“Well, you know, Padre dear,” she replied seriously, “we can’t ask for too much––for we already have everything, haven’t we? After all, we can only ask to see what we really already have.
“Say ‘yes,’ Padre dear,” she pleaded, looking up appealingly at him staring silently at her. Oh, if she could only impart to him even a little of her abundant faith! She had enough, and to spare!
“Well, here it is,” she said, holding out the paper.
He took it and read––“Dear, dear God: Padre Josè needs pesos––lots of them. What shall he do?”
“And now,” she continued, “shall we put it under the altar of the old church?”
He smiled; but immediately assumed an expression of great seriousness. “Why not in the church here, the one we are using? The other is so far away?” he suggested. “And it is getting dark now.”

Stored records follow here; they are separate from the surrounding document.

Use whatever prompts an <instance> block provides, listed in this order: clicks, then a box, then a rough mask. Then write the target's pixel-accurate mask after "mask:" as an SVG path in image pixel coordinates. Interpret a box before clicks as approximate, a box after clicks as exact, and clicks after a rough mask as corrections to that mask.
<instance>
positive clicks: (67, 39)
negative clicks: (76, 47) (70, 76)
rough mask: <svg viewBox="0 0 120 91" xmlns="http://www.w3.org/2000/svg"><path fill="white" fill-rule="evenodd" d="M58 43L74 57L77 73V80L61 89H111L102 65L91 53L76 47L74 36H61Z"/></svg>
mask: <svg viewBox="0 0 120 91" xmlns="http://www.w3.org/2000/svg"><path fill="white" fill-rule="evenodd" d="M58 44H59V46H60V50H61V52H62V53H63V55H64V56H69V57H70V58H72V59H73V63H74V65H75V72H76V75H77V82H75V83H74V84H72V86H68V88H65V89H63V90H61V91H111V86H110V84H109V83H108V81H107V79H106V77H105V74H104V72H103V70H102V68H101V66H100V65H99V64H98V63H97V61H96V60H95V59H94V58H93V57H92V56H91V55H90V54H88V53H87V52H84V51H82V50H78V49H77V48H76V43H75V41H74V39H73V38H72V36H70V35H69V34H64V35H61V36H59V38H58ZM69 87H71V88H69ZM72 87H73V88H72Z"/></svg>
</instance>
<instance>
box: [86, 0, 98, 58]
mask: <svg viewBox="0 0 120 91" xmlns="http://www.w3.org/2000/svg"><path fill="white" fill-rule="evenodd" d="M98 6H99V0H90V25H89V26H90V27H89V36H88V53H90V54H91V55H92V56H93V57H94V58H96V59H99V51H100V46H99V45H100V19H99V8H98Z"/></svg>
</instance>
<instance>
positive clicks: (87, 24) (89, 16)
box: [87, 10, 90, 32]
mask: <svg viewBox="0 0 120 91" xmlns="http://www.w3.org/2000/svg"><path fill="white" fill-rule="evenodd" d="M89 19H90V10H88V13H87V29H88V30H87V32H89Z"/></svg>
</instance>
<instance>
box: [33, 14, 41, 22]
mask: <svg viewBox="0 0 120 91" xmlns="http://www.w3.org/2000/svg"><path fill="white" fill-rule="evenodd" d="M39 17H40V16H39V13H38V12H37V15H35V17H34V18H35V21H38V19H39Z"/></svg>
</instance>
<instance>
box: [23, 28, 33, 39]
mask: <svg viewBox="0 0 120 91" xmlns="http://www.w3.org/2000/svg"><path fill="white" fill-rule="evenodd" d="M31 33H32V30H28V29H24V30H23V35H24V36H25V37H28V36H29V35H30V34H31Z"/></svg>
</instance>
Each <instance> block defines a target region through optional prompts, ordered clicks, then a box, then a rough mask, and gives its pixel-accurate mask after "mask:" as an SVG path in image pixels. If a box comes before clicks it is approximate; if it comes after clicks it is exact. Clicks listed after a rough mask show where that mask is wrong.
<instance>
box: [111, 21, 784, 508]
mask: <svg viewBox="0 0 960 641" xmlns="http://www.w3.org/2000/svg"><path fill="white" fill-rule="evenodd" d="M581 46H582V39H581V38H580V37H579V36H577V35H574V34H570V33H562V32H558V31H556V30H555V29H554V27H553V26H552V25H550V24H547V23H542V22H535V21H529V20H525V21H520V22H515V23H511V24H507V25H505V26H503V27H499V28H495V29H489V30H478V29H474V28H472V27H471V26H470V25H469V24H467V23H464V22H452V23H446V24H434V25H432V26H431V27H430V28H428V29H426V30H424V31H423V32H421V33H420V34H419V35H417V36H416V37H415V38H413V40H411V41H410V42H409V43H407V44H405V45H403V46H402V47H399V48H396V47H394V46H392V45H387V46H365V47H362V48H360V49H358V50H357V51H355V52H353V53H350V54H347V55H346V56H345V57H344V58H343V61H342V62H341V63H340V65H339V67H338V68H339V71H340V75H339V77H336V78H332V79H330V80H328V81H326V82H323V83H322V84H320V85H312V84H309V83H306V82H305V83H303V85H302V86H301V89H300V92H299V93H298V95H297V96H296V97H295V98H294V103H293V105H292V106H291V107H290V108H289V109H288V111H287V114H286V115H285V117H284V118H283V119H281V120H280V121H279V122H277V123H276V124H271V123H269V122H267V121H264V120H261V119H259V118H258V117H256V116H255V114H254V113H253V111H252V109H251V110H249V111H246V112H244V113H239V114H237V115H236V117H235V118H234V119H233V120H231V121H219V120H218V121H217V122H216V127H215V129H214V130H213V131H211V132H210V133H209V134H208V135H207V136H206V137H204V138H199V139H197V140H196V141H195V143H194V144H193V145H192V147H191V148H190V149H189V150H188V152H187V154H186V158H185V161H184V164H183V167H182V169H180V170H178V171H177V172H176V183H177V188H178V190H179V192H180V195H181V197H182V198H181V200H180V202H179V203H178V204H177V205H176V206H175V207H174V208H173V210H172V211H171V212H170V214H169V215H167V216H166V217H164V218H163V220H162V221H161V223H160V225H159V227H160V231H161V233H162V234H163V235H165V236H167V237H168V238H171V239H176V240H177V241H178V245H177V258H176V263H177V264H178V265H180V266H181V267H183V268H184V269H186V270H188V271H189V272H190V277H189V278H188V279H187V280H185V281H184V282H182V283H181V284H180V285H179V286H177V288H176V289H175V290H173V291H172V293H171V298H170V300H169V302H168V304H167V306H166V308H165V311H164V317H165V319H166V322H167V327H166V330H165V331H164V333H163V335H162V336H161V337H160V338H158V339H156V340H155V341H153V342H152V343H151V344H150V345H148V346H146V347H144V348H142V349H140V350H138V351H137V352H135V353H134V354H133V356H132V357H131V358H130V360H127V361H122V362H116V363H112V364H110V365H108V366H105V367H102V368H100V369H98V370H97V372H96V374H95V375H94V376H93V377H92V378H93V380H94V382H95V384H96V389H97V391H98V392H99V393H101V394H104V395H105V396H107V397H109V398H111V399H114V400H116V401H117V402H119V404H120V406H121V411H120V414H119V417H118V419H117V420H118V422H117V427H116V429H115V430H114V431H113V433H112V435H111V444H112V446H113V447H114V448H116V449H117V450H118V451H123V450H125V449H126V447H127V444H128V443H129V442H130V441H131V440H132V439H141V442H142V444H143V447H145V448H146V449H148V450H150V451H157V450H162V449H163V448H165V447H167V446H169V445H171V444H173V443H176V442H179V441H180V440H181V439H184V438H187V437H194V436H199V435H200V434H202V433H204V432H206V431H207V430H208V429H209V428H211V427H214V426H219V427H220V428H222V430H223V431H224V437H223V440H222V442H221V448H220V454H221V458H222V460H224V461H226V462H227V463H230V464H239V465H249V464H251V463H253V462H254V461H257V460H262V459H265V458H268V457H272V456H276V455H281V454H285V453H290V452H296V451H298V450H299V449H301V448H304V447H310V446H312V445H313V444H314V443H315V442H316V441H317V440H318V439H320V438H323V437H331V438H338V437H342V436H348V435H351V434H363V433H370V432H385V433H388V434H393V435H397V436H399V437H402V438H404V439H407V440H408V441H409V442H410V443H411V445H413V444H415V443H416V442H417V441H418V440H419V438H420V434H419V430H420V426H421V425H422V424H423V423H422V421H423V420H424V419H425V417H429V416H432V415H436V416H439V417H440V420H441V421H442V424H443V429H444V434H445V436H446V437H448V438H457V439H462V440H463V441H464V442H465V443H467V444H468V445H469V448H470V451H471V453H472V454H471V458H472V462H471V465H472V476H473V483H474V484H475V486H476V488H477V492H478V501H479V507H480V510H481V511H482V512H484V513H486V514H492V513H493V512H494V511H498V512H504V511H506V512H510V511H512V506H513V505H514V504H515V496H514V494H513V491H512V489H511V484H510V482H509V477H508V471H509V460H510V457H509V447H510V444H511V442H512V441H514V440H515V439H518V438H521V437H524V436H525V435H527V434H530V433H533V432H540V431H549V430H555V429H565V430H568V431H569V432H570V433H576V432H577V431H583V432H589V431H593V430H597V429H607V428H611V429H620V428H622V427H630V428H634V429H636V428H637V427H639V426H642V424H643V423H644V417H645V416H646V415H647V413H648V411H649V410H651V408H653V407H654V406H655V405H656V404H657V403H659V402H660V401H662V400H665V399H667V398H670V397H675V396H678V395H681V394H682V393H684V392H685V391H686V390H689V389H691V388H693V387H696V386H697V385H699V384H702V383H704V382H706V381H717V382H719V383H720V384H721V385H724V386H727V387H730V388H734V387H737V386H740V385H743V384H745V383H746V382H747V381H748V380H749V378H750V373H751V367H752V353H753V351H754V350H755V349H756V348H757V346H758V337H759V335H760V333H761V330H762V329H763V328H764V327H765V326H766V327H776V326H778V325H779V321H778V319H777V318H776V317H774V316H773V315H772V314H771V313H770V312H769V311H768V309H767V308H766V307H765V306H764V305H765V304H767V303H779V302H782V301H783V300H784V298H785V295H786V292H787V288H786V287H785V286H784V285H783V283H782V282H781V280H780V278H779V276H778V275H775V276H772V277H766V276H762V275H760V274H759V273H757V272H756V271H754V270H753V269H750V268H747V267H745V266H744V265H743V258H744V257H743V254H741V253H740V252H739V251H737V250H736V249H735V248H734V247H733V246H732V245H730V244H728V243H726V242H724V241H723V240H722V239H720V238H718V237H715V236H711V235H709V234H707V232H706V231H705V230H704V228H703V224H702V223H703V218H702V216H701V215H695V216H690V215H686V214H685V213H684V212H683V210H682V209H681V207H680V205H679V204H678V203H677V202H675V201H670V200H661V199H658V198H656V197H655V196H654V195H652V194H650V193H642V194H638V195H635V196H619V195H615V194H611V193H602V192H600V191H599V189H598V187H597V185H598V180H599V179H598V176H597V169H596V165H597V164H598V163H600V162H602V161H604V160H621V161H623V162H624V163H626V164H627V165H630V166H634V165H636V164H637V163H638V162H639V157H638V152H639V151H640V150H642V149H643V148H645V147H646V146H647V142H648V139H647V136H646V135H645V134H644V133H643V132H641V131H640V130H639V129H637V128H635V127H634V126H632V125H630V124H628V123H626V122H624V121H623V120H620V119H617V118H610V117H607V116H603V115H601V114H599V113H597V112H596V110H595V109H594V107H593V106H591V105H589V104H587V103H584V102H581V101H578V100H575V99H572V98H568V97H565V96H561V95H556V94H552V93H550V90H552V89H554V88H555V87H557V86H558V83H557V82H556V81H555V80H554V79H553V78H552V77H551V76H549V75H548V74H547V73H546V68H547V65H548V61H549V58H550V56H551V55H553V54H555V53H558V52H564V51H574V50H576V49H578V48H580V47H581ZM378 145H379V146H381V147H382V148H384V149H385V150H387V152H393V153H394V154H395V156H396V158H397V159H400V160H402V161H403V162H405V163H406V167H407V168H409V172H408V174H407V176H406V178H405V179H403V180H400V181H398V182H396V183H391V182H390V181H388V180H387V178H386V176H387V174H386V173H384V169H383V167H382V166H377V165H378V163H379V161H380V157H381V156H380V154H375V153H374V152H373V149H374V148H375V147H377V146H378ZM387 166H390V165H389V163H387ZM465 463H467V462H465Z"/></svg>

“But––no, we will go where we went before,” she concluded firmly.
Again he yielded. Taking matches and a piece of candle, he set off with the girl in a circuitous route for the hill, which they gained unobserved. Within the musty old church he struck a light, and they climbed over the débris and to the rear of the crumbling altar.
“See!” she cried joyously. “Here is my other question that He answered! Doesn’t He answer them quick though! Why, it took only a day!”
She drew the old paper from beneath the adobe brick. Then she hesitated. “Let us put this question in a new place,” she said. “Look, up there, where the bricks have fallen out,” pointing to the part of the altar that had crumbled away.